Smasharoo wrote:
I don't consider it abnormal for children to deviate from their parents
It's pretty abnormal. The normal case is for children to retain the religion they are raised in.
I was speaking about general deviation on all manner of things, not just religion. Like I said above, I think Allegory and I got our wires crossed during that part of the conversation. I assumed he was speaking in general, but he may not have been. To me, it's obvious that children rarely do exactly what their parents do, or even what their parents want them to do. Certainly, we don't live in a society like much of western history, were children almost always retained the same religion, professions, social activities (and social status) of their parents.
Quote:
Were this not the case, we'd see wild generational swings in belief or denomination, but nothing like that has taken place. There's no 'pendulum swing' in religious belief, just a steady decline in belief in organized religion in first world countries. That could change and become a steady increase in belief, I don't think it's some linear trend, but 'kids rebel against their parents beliefs' isn't something that applies here.
Yes. But I think that this is an increase in the overall rate at which children deviate (in any way) from their parents. So when we look just at religion, we're starting from a very high rate of active participation, so the overwhelming majority deviation is lower or no participation. My second point was that this deviation is just that: deviation. So among the population that is deviating with regard to religion (which is still a minority as you correctly pointed out), we can expect to see pendulum swings. Obviously, we're still also seeing a rate of deviation increase in the population as a whole, so the overall rate of active participation in religion is going to continue to decrease, but what I've observed is that a decent percentage of the teen children today raised by parents who as teens deviated from their parents with regard to religion 20-30 years ago, are now deviating from those parents and going out and joining church groups and otherwise participating in religious based activities despite their parents not doing so and not teaching them to do so (and even in some cases, actively disdaining the idea of participation in religion of any type).

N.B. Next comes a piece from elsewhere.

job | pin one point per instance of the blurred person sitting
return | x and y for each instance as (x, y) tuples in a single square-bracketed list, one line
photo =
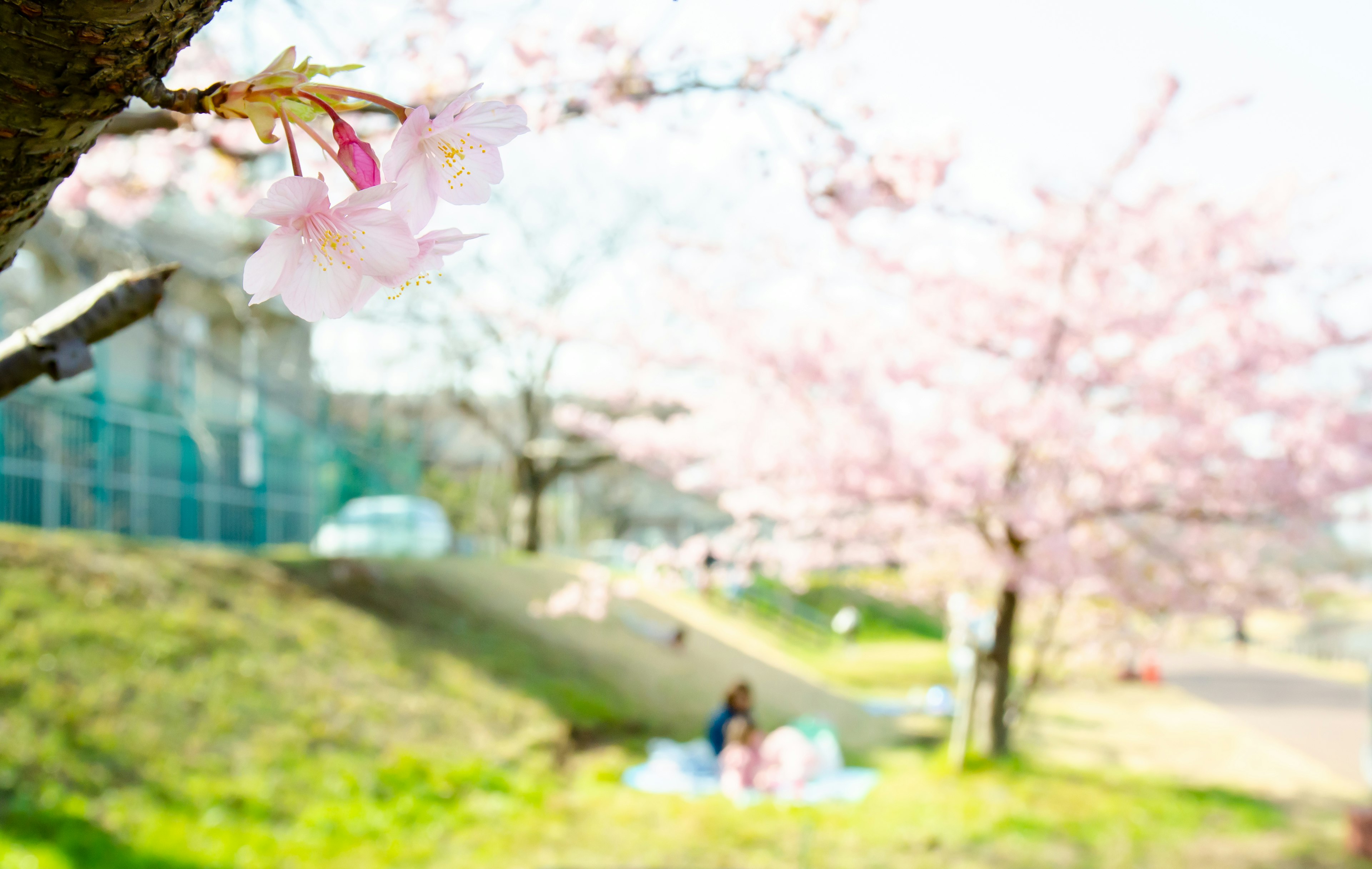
[(740, 760), (739, 703), (787, 761)]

It's a subset of a subset though. How much of a factor this plays out over time is pretty hard to say. I just see this as a natural result of socio-economic changes over time that make it possible for children to be significantly different than their parents. It's pretty natural for this to creep into more than just jobs and social circles, and affect religious choices as well. I don't necessarily buy into the conclusion that this means that our society is getting "less religious", so much as "more free to choose". I was kinda tweaking the atheist assumption that religion only survives if successive generations are indoctrinated into the faith, and that given a free choice, no one would choose religion. I know a number of teens who prove this to be wrong. I was countering the kind of cheering you see in atheist circles over data like this, as though they actually believe that the rate of religion in society will just continue to drop until it reaches zero and then finally we'll live in some kind of society based on reason rather than superstitious beliefs in men in the clouds.
I suspect it'll drop to some level and then stabilize there, with some percentage of each generation leaving and some percentage joining. Don't know where that number will be, but it certainly isn't going to be zero.